Тщеславие - Виктория Юрьевна Лебедева
Тетка мне обрадовалась, я уже третий месяц не появлялась у нее. Она все хлопотала около меня и расстраивалась, что я отказываюсь от ужина и даже чаю не хочу выпить, а потом смирилась, постелила мне постель на маленьком раскладном диванчике, улеглась сама, и уже через десять минут из ее угла послышался тяжелый астматический храп. А я еще долго ворочалась и никак не могла уснуть, и перед моими глазами пестрым хороводом, совсем как стекляшки за мутным окуляром детского калейдоскопа, мелькали расплывчатые образы этого странного вечера. Под утро мне приснился Слава, который все не отпускал мою руку и говорил что-то об имени; я проснулась поздно, часов в одиннадцать.
— Что это ты смеялась во сне? — спросила меня тетка за завтраком. — Или случилось чего?
Но я ей ничего не рассказала.
Глава 6
Когда на следующий день я появилась дома, у меня уже обложило горло и поднялась температура. Правда, воспаление легких я, слава Богу, не подхватила, но зато заработала сильнейший бронхит. Телефона у меня не было, и я выпала из поля Славиного внимания на две долгих недели.

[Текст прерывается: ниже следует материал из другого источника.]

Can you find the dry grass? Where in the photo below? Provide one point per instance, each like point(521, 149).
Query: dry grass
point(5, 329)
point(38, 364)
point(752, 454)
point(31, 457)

Если бы люди хоть однажды всерьез задумались над тем, какую роль в их жизни играют различные болезни и травмы, они бы, наверное, накрылись белыми простынями и медленно поползли в сторону кладбища, чтобы долго не мучиться. Ну да ладно.
Когда я вышла наконец на работу, весна уже развернулась на всю катушку, было тепло и солнечно, подсохли тротуары, а из жухлых ежиков прошлогодней травы глядели кое-где желтые солнышки мать-и-мачехи.

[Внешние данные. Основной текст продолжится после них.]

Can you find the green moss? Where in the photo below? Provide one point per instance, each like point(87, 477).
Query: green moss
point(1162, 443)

Слава просто светился от счастья. И ко мне вновь тихо подступило ощущение близкой радости, потому что тогда я еще смела думать, что Славино сияние имеет некоторое отношение ко мне.
Не тут-то было.
Все объяснилось во время обеда, когда Слава даже не пришел, а почти вбежал ко мне с улыбкой от уха до уха и выпалил:
— Ты представляешь, я с ней все-таки познакомился!
— С кем? — спросила я с некоторым напряжением в голосе. У меня зарождалось очень нехорошее предчувствие,
— Ну, ты помнишь, мы в театр ходили?
— Да, помню. И что?
— Там эта актриса играла — Татьяна Вадимова.
— Ну?
— Ты потом заболела, а мне на следующий день было без тебя скучно, и я подумал, что тот спектакль классный, и я опять на него пошел. И она там снова играла — так здорово играла! Я просто обалдел! А потом этот спектакль был только в субботу, и я купил цветов и опять пошел смотреть. А после спектакля я ей эти цветы подарил. И она меня даже поцеловала. А потом я опять пошел, в воскресенье, опять с цветами. Она мне даже на программке вот что написала…

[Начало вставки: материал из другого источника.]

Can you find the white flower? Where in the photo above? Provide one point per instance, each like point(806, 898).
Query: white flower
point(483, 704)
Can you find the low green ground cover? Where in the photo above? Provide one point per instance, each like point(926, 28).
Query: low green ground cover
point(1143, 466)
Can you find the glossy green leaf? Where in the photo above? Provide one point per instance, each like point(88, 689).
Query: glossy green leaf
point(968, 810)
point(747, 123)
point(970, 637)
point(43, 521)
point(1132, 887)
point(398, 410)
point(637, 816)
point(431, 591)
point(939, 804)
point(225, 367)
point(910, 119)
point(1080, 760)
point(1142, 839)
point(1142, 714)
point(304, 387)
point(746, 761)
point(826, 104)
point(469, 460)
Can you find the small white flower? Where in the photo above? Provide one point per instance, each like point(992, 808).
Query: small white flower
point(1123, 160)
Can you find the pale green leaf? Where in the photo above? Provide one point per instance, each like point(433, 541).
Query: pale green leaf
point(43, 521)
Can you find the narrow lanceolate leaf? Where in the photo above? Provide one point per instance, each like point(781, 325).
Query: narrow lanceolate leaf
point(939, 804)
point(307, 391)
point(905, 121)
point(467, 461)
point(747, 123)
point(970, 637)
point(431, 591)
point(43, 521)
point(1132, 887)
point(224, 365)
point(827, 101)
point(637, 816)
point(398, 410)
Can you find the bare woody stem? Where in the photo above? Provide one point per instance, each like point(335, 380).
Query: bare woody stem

Слава протянул мне уже изрядно потрепанную программку, на которой красовалась размашистая надпись: «Славе, моему самому лучшему зрителю».
— Стоп, — прервала я Славину восторженную тираду, — так ей же лет сорок, не меньше.
— Много ты понимаешь! — обиделся Слава. — Для настоящей женщины возраст роли не играет!
А потом продолжил:
— Там на афише был телефон дирекции театра. Это, кстати, вовсе и не маяковцы, они просто помещение на десять дней арендовали, у них свое — на ремонте. Ну, я позвонил по этому телефону, и оказалось, что тот мужик, который играет вместе с ней, — как раз директор труппы. Он, когда я начал объяснять, кто это звонит и зачем, узнал меня и дал ее домашний телефон. А вчера я ей позвонил домой, и она меня тоже узнала. Даже на репетицию позвала. Сегодня пойду. Кстати, ты мне не одолжишь рублей пятьдесят до получки, а то неудобно как-то три розочки дарить, хочется хотя бы пять, а у меня денег не хватает…
Я молча полезла в кошелек за деньгами.
— Ой, что ты так помрачнела, я тебя чем-нибудь обидел? — спохватился Слава.
— Нет, что ты. Конечно, нет. Просто я еще не совсем выздоровела, у меня голова побаливает.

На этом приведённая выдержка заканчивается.